The Vault (a.k.a. Box 21)
Roslund-Hellstrom (Anders Roslund and Börge Hellström)
The Vault is a very dark book indeed, a compelling, fast-paced and fresh take on those well-worn staples of crime-fiction: the hostage drama and sex-trafficking. It is also a police procedural, told with relentless cynicism. I think it’s an excellent novel, but you have been warned!
There are two main strands to the plot. One concerns middle-aged senior police detective Ewart Grens, a man who is like the living dead since the injuries suffered by his colleague and partner Anni 25 years ago have reduced her to a brain-damaged paraplegic.
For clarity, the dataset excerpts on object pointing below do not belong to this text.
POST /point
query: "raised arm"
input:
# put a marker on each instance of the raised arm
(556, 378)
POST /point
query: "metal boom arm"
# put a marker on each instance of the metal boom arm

Grens is an obsessive loner, rarely going home from his office where he listens non-stop to music sung by 1960s pop star Siw Malmqvist, and is an enigma to his colleagues (two of whom, Sven Sundqvist and Bengt Nordwall, are the closest he has to friends).
Desperately unhappy and depressed, Grens is a superb, workaholic detective who has solved vast numbers of crimes- but is fanatically concerned with one criminal in particular, Jochum Lang, the man who was responsible for Anni’s condition, but who received only a short sentence at the time. Lang is an “enforcer” for organised criminals who has been in and out of prison over the intervening years, escaping with light sentences because he and his associates terrorise witnesses. Grens is determined to see Lang put away for good, and seizes an opportunity presented by an attack on a petty drug-dealer. Grens pursues his monomaniacal goal to the expense of everyone and everything, trampling over a witness’s sensitivities as well as the truth in his desperate pursuit of his one goal – a goal which is pointless so far as as Anni herself is concerned, as she will never be able to understand anything.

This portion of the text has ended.